At-home exercise startup Peloton vehemently denies using unlicensed music in its workout videos, according to allegations that were brought against the company by the National Music Publishers’ Association (NMPA) last month in a $150 million lawsuit.
NMPA and members Downtown Music Publishing, Pulse Music Publishing, ole, peermusic, Ultra Music, Big Deal Music, Reservoir, Round Hill, TRO Essex Music Group and The Royalty Network initially filed the suit on March 19, accusing Peloton of copyright infringement on more than 1,000 musical works by artists like Drake and Ariana Grande. Peloton, which was recently valued at $4 billion, offers more than 13,000 recorded workout classes, most of which incorporate music, within its at-home streaming subscription service.
In a counterclaim filed this morning (April 30) and obtained by Billboard, Peloton denies each and every allegation put forth by the NMPA, claiming that it has obtained licenses from — and is paying — all “major” publishers, many independent publishers and the performing rights organizations representing all songwriters and publishers whose music included in its videos. The same goes for its relationship with major and independent record labels.
“Peloton is not the bad actor that Plaintiffs portray it to be,” the counterclaim reads. “Peloton values the musical element of its service offering and respects — and pays — the music rightsholders associated with that offering.”
Peloton also complains that traditional sync licenses are ill-suited for the company’s unique offering. While these licenses are usually issued one-by-one on an individual composition basis, and well in advance of the exhibition of the content, Peloton calls for multiple reproduction rights clearances to cover the music instructors wish to use in their classes, which are often planned mere hours in advance.
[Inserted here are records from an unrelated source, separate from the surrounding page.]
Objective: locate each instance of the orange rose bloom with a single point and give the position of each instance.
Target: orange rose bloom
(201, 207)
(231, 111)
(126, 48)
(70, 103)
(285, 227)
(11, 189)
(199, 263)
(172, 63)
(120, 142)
According to the counterclaim, Peloton has invested “tens of millions of dollars” in developing an appropriate licensing system for its business, including its 2018 acquisition of a standalone digital music service provider Neurotic Media, Inc.
Furthermore, Peloton argues that by teaming up against the company, NMPA and its members are engaging in anticompetitive behavior, punishable by law. Peloton tried to negotiate with a number of music publishers well before the lawsuit, the company claims, but publishers “cut off their negotiations” at the urging of NMPA. Peloton is seeking damages and for the court to find NMPA in violation of antitrust laws.
“NMPA has instigated a coordinated effort… to fix prices and to engage in a concerted refusal to deal with Peloton,” the document reads. “Through these actions, NMPA has exceeded the bounds of legitimate conduct for a trade association and become the ringleader of concerted activity among would-be competitor music publishers, all in violation of the antitrust laws.”
While NMPA has acknowledged that Peloton has deals with some record labels and music publishers, the lawsuit argues that Peloton didn’t clear all the rights to all the songs used. In a new statement to Billboard in light of the countersuit, NMPA executive vp and general counsel Danielle Aguirre claims the association will continue to fight Peloton.
“Peloton’s countersuit has no merit and is an attempt to divert attention from the fact that it has been operating without sufficient licenses for years in order to build its multibillion dollar business,” Aguirre says. “The NMPA routinely defends the interests of its members’ copyrights in order to protect their value, prevent future infringement and to seek damages to which they are entitled under the law when their property has been stolen. Peloton’s countersuit is further evidence that it does not value its relationship with the music industry but is instead hostile to the people without which it could not have built its thriving business. We will continue to fight for the rights of music creators until they are paid what they deserve.”
Speaking with Billboard last month, NMPA president and CEO David Israelite compared Peloton’s licensing structure to “making the movie Bohemian Rhapsody and not bothering to clear the rights to use the Queen music,” arguing that the suit “could be the tip of the iceberg” of a much wider problem. The lawsuit is seeking more than $150 million in damages.
“There is this inexplicable situation where Peloton seems to have licensed properly some music, but not all music,” he said. “I’m sure there are other publishers whose songs are being used that are not currently included in our complaint, but we always have the ability to amend that complaint in the future.”
Shortly after the lawsuit was filed against Peloton, the company began removing classes featuring songs named in the lawsuit, “out of an abundance of caution,” said founder and CEO John Foley.
Peloton declined to provide further comment.